Met de tweede opdracht wordt het eerste controlepunt in de matrix verwijderd ($Checkpoints[0]). De Bevestig parameter vraagt u om te bevestigen of u het controlepunt wilt verwijderen.
Voorbeeld 2: Een opgegeven controlepunt voor een virtuele machine verwijderen
PS C:\> $Checkpoints = Get-SCVMCheckpoint -VM "VM01"
PS C:\> Remove-SCVMCheckpoint -VMCheckpoint $Checkpoints[0] -Confirm
Met de eerste opdracht worden alle controlepuntobjecten voor VM01 opgehaald en worden de objecten opgeslagen in de $Checkpoints objectmatrix. In dit voorbeeld wordt ervan uitgegaan dat VM01 ten minste twee controlepunten heeft.

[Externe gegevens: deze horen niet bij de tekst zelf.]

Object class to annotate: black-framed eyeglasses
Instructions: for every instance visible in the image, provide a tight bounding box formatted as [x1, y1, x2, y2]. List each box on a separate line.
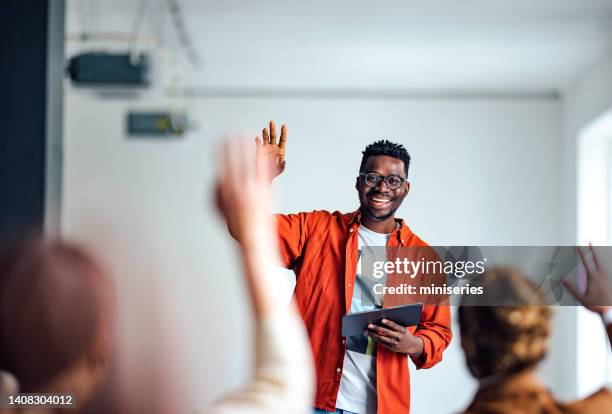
[359, 173, 406, 190]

Met de tweede opdracht wordt het eerste controlepunt verwijderd dat is opgeslagen in de $Checkpoints matrix. Dit is het eerste controlepunt dat is gemaakt voor VM01. De opdracht vraagt u om bevestiging voordat u doorgaat.
Parameters
-Confirm
U wordt gevraagd om bevestiging voordat u de cmdlet uitvoert.
Type: | SwitchParameter |
Aliassen: | cf |
Position: | Named |
Default value: | False |
Vereist: | False |
Pijplijninvoer accepteren: | False |
Jokertekens accepteren: | False |
-JobGroup
Hiermee geeft u een id op voor een reeks opdrachten die worden uitgevoerd als een set vlak voor de laatste opdracht die dezelfde taakgroep-id bevat.
Type: | Guid |
Position: | Named |
Default value: | None |
Vereist: | False |
Pijplijninvoer accepteren: | False |
Jokertekens accepteren: | False |
-JobVariable
Hiermee geeft u op dat de voortgang van de taak wordt bijgehouden en opgeslagen in de variabele met de naam van deze parameter.
Type: | String |
Position: | Named |
Default value: | None |
Vereist: | False |
Pijplijninvoer accepteren: | False |
Jokertekens accepteren: | False |
-OnBehalfOfUser
Hiermee geeft u de naam van een gebruiker. Met deze cmdlet stelt u de namens de gebruiker in als de gebruiker die met deze parameter wordt opgegeven.
Type: | String |
Position: | Named |
Default value: | None |
Vereist: | False |
Pijplijninvoer accepteren: | False |
Jokertekens accepteren: | False |
-OnBehalfOfUserRole
Hiermee geeft u een gebruikersrol op. Met deze cmdlet stelt u de namens de gebruikersrol in als de gebruikersrol die door deze parameter wordt opgegeven. Als u een gebruikersrolobject wilt verkrijgen, gebruikt u de cmdlet Get-SCUserRole.
Type: | UserRole |
Position: | Named |
Default value: | None |
Vereist: | False |
Pijplijninvoer accepteren: | False |
Jokertekens accepteren: | False |
-PROTipID
Hiermee geeft u de id op van de tip Prestatie- en resourceoptimalisatie (PRO-tip) die deze actie heeft geactiveerd. Met deze parameter kunt u PRO-tips controleren.
Type: | Guid |
Position: | Named |
Default value: | None |
Vereist: | False |
Pijplijninvoer accepteren: | False |
Jokertekens accepteren: | False |
-RunAsynchronously
Geeft aan dat de taak asynchroon wordt uitgevoerd, zodat het besturingselement onmiddellijk terugkeert naar de opdrachtshell.
Type: | SwitchParameter |
Position: | Named |
Default value: | None |
Vereist: | False |
Pijplijninvoer accepteren: | False |
Jokertekens accepteren: | False |
-VMCheckpoint
Hiermee geeft u een controlepuntobject voor de virtuele VMM-machine op.
Type: | VMCheckpoint |
Position: | Named |
Default value: | None |
Vereist: | True |
Pijplijninvoer accepteren: | True |
Jokertekens accepteren: | False |
-WhatIf
Toont wat er zou gebeuren als de cmdlet wordt uitgevoerd. De cmdlet wordt niet uitgevoerd.
Type: | SwitchParameter |
Aliassen: | wi |
Position: | Named |
Default value: | False |
Vereist: | False |
Pijplijninvoer accepteren: | False |
Jokertekens accepteren: | False |
Notities
- Hiervoor is een VMM-controlepuntobject vereist dat u kunt ophalen met behulp van de cmdlet Get-SCVMCheckpoint.